# 4.7.3. Radial Distribution Functions — MDAnalysis.analysis.rdf¶

This module contains two classes to calculate radial pair distribution functions (radial distribution functions or “RDF”). The RDF $$g_{ab}(r)$$ between types of particles $$a$$ and $$b$$ is

$g_{ab}(r) = (N_{a} N_{b})^{-1} \sum_{i=1}^{N_a} \sum_{j=1}^{N_b} \langle \delta(|\mathbf{r}_i - \mathbf{r}_j| - r) \rangle$

which is normalized so that the RDF becomes 1 for large separations in a homogenous system. The RDF effectively counts the average number of $$b$$ neighbours in a shell at distance $$r$$ around a $$a$$ particle and represents it as a density.

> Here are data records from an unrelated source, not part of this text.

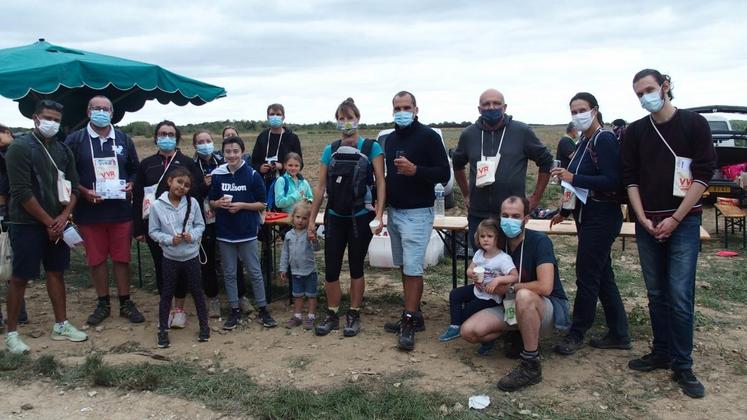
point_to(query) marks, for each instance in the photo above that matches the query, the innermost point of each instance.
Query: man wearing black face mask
(508, 143)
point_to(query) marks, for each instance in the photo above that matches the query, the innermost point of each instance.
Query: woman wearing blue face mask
(150, 182)
(595, 168)
(273, 144)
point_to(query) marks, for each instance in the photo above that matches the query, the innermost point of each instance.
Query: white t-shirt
(499, 265)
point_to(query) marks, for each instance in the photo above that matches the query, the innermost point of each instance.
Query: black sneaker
(569, 344)
(394, 327)
(129, 310)
(529, 372)
(204, 334)
(163, 339)
(649, 362)
(610, 341)
(265, 319)
(690, 385)
(512, 344)
(102, 311)
(234, 318)
(331, 322)
(407, 332)
(352, 324)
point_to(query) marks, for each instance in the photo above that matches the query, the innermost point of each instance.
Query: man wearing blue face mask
(415, 162)
(668, 160)
(509, 144)
(106, 161)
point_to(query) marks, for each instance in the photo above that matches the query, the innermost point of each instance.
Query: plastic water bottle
(439, 208)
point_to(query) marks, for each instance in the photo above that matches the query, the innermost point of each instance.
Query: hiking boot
(407, 332)
(394, 327)
(245, 305)
(265, 319)
(15, 345)
(352, 324)
(129, 310)
(452, 332)
(610, 341)
(234, 318)
(512, 344)
(66, 331)
(204, 334)
(649, 362)
(163, 339)
(178, 319)
(293, 322)
(102, 311)
(308, 323)
(690, 385)
(331, 322)
(569, 344)
(214, 307)
(529, 372)
(485, 348)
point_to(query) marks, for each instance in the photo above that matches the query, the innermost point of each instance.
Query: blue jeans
(230, 253)
(599, 225)
(669, 272)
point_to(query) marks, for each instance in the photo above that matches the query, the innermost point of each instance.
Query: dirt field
(593, 383)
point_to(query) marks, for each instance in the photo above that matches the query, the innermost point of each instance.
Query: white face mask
(583, 120)
(48, 128)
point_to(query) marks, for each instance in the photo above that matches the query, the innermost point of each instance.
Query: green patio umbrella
(72, 77)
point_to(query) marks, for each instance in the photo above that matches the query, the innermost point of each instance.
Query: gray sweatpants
(249, 253)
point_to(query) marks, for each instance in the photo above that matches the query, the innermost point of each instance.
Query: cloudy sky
(310, 55)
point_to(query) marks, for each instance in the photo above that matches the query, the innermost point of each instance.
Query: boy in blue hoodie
(237, 193)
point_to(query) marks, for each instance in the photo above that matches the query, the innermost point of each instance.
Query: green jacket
(31, 174)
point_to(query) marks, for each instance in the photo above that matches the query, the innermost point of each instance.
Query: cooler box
(380, 250)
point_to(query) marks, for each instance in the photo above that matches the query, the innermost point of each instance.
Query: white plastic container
(380, 250)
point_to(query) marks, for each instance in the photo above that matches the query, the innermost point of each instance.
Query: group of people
(185, 208)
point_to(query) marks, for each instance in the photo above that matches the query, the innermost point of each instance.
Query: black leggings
(339, 234)
(210, 281)
(463, 304)
(172, 270)
(157, 253)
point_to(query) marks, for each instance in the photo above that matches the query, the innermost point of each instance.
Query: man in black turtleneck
(416, 161)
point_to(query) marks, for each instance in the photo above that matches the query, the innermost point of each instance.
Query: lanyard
(482, 143)
(588, 142)
(280, 140)
(662, 137)
(521, 256)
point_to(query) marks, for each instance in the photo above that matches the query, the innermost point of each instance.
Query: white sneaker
(179, 319)
(214, 307)
(15, 345)
(67, 332)
(246, 306)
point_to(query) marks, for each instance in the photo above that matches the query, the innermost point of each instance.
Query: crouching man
(539, 299)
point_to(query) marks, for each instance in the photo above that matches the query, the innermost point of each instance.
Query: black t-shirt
(566, 147)
(538, 250)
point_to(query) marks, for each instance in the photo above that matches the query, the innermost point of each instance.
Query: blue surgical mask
(652, 102)
(492, 116)
(403, 118)
(166, 144)
(101, 118)
(275, 121)
(205, 149)
(511, 227)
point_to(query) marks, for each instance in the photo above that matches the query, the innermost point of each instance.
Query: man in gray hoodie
(511, 143)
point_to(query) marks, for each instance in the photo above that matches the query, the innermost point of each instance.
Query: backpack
(349, 177)
(271, 193)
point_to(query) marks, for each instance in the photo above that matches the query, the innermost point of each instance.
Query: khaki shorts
(548, 322)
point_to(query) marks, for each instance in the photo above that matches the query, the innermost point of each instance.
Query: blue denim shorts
(304, 285)
(410, 232)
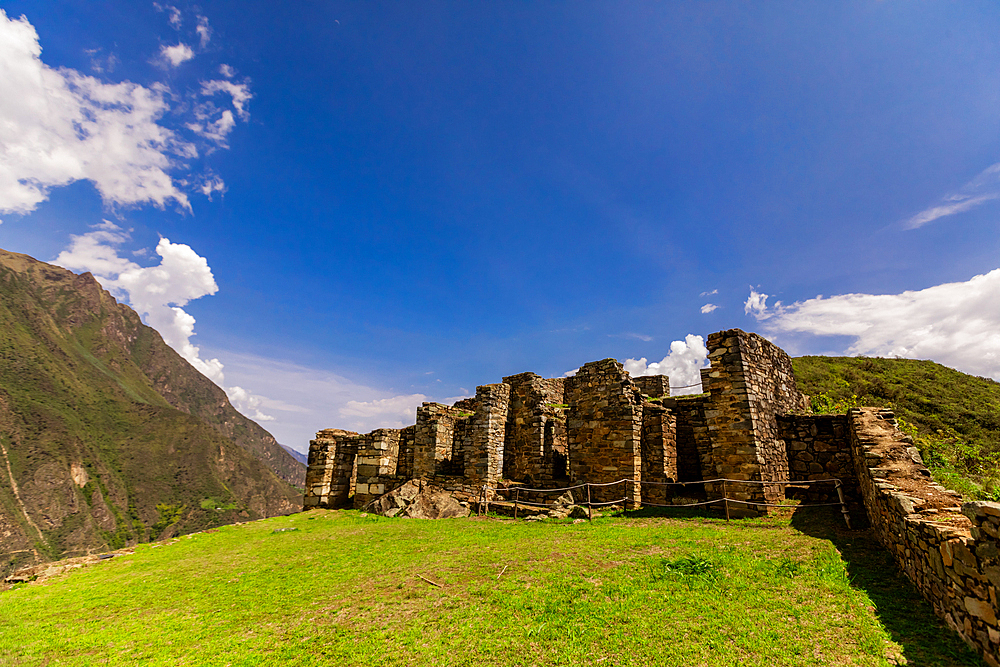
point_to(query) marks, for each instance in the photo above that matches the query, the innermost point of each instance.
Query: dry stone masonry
(599, 426)
(749, 428)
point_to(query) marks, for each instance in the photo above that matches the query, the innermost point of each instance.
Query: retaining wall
(947, 549)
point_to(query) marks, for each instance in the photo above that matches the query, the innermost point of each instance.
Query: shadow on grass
(906, 616)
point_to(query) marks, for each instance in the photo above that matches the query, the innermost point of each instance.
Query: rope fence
(590, 504)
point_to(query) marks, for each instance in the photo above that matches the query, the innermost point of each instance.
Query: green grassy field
(343, 588)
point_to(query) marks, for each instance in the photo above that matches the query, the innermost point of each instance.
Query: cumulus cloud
(204, 31)
(682, 365)
(756, 303)
(212, 183)
(214, 123)
(247, 403)
(983, 188)
(58, 126)
(173, 14)
(239, 93)
(633, 336)
(176, 54)
(956, 324)
(159, 294)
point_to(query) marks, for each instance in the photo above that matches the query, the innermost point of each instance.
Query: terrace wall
(819, 447)
(605, 429)
(951, 554)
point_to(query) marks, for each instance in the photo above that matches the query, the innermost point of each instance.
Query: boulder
(418, 500)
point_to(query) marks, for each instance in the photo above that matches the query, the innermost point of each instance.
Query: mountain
(953, 417)
(108, 436)
(297, 455)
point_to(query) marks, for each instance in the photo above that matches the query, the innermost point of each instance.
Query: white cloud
(204, 31)
(956, 324)
(58, 126)
(213, 123)
(247, 403)
(392, 412)
(210, 184)
(159, 293)
(238, 92)
(983, 188)
(174, 17)
(755, 304)
(305, 400)
(633, 336)
(682, 365)
(175, 55)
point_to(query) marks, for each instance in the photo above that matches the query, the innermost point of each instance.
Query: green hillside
(954, 417)
(107, 436)
(347, 588)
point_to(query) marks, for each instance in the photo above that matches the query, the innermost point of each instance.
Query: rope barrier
(624, 501)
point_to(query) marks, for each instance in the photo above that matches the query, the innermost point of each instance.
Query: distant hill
(297, 455)
(956, 417)
(108, 436)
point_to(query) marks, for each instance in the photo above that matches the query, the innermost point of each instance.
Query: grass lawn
(342, 588)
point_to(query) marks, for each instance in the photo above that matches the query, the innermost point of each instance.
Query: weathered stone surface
(418, 501)
(603, 429)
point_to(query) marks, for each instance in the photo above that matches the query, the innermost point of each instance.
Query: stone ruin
(750, 427)
(598, 426)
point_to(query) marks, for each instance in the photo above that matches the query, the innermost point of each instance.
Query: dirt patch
(37, 574)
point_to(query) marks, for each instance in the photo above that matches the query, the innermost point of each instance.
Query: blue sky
(338, 210)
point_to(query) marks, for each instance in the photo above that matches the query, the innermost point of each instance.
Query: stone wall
(537, 431)
(694, 443)
(659, 453)
(484, 462)
(654, 386)
(750, 382)
(818, 447)
(950, 553)
(594, 427)
(605, 429)
(330, 469)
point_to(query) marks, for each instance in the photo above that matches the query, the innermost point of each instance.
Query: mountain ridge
(108, 436)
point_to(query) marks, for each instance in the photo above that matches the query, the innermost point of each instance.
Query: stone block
(981, 609)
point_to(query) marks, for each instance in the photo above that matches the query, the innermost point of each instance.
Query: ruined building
(750, 428)
(601, 425)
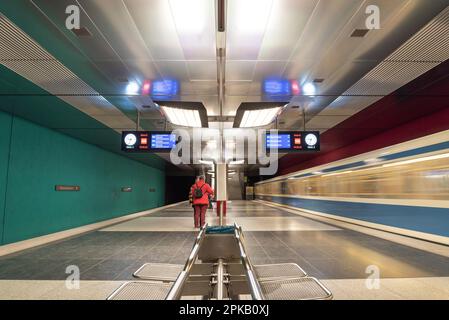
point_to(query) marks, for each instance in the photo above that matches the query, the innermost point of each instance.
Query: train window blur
(422, 180)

The radial cumulative distribution function is

$G_{ab}(r) = \int_0^r \!\!dr' 4\pi r'^2 g_{ab}(r')$

and the average number of $$b$$ particles within radius $$r$$

$N_{ab}(r) = \rho G_{ab}(r)$

(with the appropriate density $$\rho$$). The latter function can be used to compute, for instance, coordination numbers such as the number of neighbors in the first solvation shell $$N(r_1)$$ where $$r_1$$ is the position of the first minimum in $$g(r)$$.

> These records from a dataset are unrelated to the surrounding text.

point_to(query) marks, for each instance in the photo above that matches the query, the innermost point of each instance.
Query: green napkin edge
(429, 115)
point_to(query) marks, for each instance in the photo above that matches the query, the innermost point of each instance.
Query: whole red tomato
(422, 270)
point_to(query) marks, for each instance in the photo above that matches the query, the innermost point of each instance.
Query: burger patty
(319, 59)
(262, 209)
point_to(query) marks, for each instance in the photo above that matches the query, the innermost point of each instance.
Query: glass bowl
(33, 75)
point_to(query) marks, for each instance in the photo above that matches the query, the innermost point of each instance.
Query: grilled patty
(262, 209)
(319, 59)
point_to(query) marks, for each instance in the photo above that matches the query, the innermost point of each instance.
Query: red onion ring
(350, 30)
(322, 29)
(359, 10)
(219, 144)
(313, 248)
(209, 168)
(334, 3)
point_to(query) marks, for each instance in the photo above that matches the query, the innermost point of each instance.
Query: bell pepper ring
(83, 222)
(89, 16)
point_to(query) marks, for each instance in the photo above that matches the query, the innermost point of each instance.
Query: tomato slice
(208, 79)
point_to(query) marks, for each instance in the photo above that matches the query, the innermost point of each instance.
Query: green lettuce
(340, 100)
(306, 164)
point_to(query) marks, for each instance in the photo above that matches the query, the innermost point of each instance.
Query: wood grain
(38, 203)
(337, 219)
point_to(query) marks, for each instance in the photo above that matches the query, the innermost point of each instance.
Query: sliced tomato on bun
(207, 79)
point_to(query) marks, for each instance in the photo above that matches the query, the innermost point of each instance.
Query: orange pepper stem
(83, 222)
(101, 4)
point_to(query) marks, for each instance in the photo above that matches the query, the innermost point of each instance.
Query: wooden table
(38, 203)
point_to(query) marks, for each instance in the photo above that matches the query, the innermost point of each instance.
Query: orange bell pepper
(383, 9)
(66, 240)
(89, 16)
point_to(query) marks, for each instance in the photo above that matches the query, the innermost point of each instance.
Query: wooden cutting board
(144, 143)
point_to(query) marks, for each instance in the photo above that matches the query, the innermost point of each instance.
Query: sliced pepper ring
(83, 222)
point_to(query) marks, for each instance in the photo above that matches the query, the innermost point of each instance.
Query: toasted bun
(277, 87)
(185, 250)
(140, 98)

## 4.7.3.1. Average radial distribution function¶

InterRDF is a tool to calculate average radial distribution functions between two groups of atoms. Suppose we have two AtomGroups A and B. A contains atom A1, A2, and B contains B1, B2. Give A and B to class:InterRDF, the output will be the average of RDFs between A1 and B1, A1 and B2, A2 and B1, A2 and B2. A typical application is to calculate the RDF of solvent with itself or with another solute.

class MDAnalysis.analysis.rdf.InterRDF(g1, g2, nbins=75, range=(0.0, 15.0), exclusion_block=None, **kwargs)[source]

Intermolecular pair distribution function

InterRDF(g1, g2, nbins=75, range=(0.0, 15.0))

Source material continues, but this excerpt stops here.